14-15th February 2019
The conference was a great way to meet others interested in health inequalities, listen to the experiences of working in this area from some truly inspirational speakers and explore future challenges as well as celebrating many great achievements by GPs and their colleagues across the UK.
One of the opening talks by Professor Allyson Pollock about how market forces affect the inverse care law was an eye opener. She discussed how the inverse care law has been shown to operate more completely where medical care is most exposed to market forces. The introduction via the health and social care act of private providers bidding for healthcare contracts has been seen to exacerbate this. This combined with the current allocation of GP funds being equal but not equitable has led to a decrease in GP services and population health. Currently 5 million people are using food banks in the UK. 11% of GP practices have closed in the last 10 years.
She went on to discuss what we can do as GP’s working at the “deep end” to help in this crisis. Patients in deprived areas are reported to have less opportunity for shared decision making, less time and felt less empathy from health care workers. Patient enablement has been shown to only occur when empathy is expressed. Continuity of care and time are the most influential factors in improving patient care.
We then went on to hear many inspirational stories from different GPs across the UK. We first heard from the Deep End in Scotland, learning about the Govan SHIP project, a program that allowed the employment of locums to free time of salaried and GP partners to focus on providing better care for those more complex patients. They also ran MDT meetings with different members of the healthcare team (social care, mental health, district nurses, health visitors, rehab, link workers) to discuss high need patients and improve co-ordination of care. The GPs were also given time to develop areas of interest and develop leadership roles. Evaluation at the end of the project showed a reduction in appointments and home visits for those complex patients. They also found that many of the locums employed stayed on at the practice improving recruitment. The success of this project echoed Professors Pollocks words about the importance of increased time and continuity of care.
We also heard from the North Dublin training scheme who have developed a specific curriculum for those training within their area focussed on deprivation. This included modules on self-care and change management as well as an arts program. The scheme included a 4th year, when a special interest post could be followed such as working in a homeless, prison or migrant health clinic.
Dr Blane, a Deep End GP, also gave a very interesting talk on the educational challenges faced when training those in areas of health inequalities. His salient points for care of patients in deprived areas were
- Extra time for consultations
- Best use of serial encounters (learn a patients story)
- GP’s as the natural hubs of local health systems (a great opportunity for linking with others)
- Making connections across the front line (sharing learning)
- Better support for the front line (infrastructure)
- Leadership at different levels (at every level)
A discussion on the Wider World impact on health inequalities by Sir Andy Haines also gave a different perspective on how we think about health and our world. Environmental stewardship is a current hot topic and one which I have never considered as directly impacting on the health of the population I see. However hearing statistics such as “1 in 9 deaths globally is caused by air pollution” and that “as the % of carbon dioxide in the air increases the quality and nutritional value of food reduces”, made me think about this again. He also raised the question of whether if people think about environmental changes as impacting their health, would they care about it more?
I also very much enjoyed a break out session where medical students, foundation doctors and early career GPs met to discuss the challenges they faced and ideas they had about future developments in this area. The general feeling was people were doing similar work all over the country and opening communication channels and sharing ideas would be beneficial to everyone.
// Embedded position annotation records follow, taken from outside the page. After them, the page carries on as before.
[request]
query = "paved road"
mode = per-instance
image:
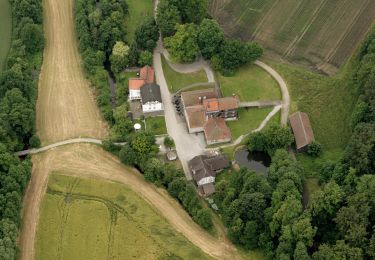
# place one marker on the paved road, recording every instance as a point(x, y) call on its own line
point(284, 90)
point(187, 145)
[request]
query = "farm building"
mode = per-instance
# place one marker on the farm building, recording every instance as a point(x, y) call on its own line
point(302, 130)
point(205, 112)
point(204, 169)
point(151, 98)
point(144, 90)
I went away from this conference feeling inspired and enthused. Although there was much discussion about the current poor state of care provided for those in deprived areas across our country, hearing about the positive steps that had been taken and the passion for development in this area from others was encouraging. The key message I took away from the conference is that the three areas that should be focussed on to provide good care in deep end practices are:
- Continuity of care (getting to know patients better by improving access to appointments, better retention of regular staff)
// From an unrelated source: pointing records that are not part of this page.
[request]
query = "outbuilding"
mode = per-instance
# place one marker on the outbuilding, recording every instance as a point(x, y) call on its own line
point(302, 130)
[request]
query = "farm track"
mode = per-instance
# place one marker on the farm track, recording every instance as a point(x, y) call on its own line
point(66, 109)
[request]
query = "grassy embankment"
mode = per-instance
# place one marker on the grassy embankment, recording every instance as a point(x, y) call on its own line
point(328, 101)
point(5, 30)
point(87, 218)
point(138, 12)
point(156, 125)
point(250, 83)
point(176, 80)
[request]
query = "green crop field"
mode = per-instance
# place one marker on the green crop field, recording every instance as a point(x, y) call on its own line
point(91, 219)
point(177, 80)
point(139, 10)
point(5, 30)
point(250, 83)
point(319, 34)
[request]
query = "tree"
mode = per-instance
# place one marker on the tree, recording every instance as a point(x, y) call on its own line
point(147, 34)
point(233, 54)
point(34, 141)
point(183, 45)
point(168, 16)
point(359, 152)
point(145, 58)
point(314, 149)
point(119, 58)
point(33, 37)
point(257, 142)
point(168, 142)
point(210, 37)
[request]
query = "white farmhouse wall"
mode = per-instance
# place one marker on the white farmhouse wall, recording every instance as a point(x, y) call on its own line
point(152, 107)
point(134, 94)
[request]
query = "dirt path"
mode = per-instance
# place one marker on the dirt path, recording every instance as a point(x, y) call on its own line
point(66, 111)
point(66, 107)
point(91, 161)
- More time with patients (more staff to allow this, flexibility of appointments)
- Resilience of GPs and healthcare staff (the importance of self-care measures, allowing time for personal development, supporting staff to avoid burnout).
The importance of recruitment, education and retention in practices really interests me. GPs are now a scarce resource and large numbers of newly qualified GPs are now opting to locum rather than take up a permanent position. Having recently moved from locuming to a salaried position I am aware of how attractive the flexibility and financial incentive of locuming can be. I have also witnessed how brilliant GPs have become burnt out due to the nature and intensity of the work.
Salaried jobs need to become more attractive to younger GPs. By improving GP numbers and resilience by offering more time and space to both consult but also explore areas of self-development (as illustrated by the govan SHIP program) will lead to better retention of staff , continuity of care and ultimately better patient outcomes. Practices need to be able to give GPs the space and time to develop other interests and to do that they require appropriate financial backing from the government.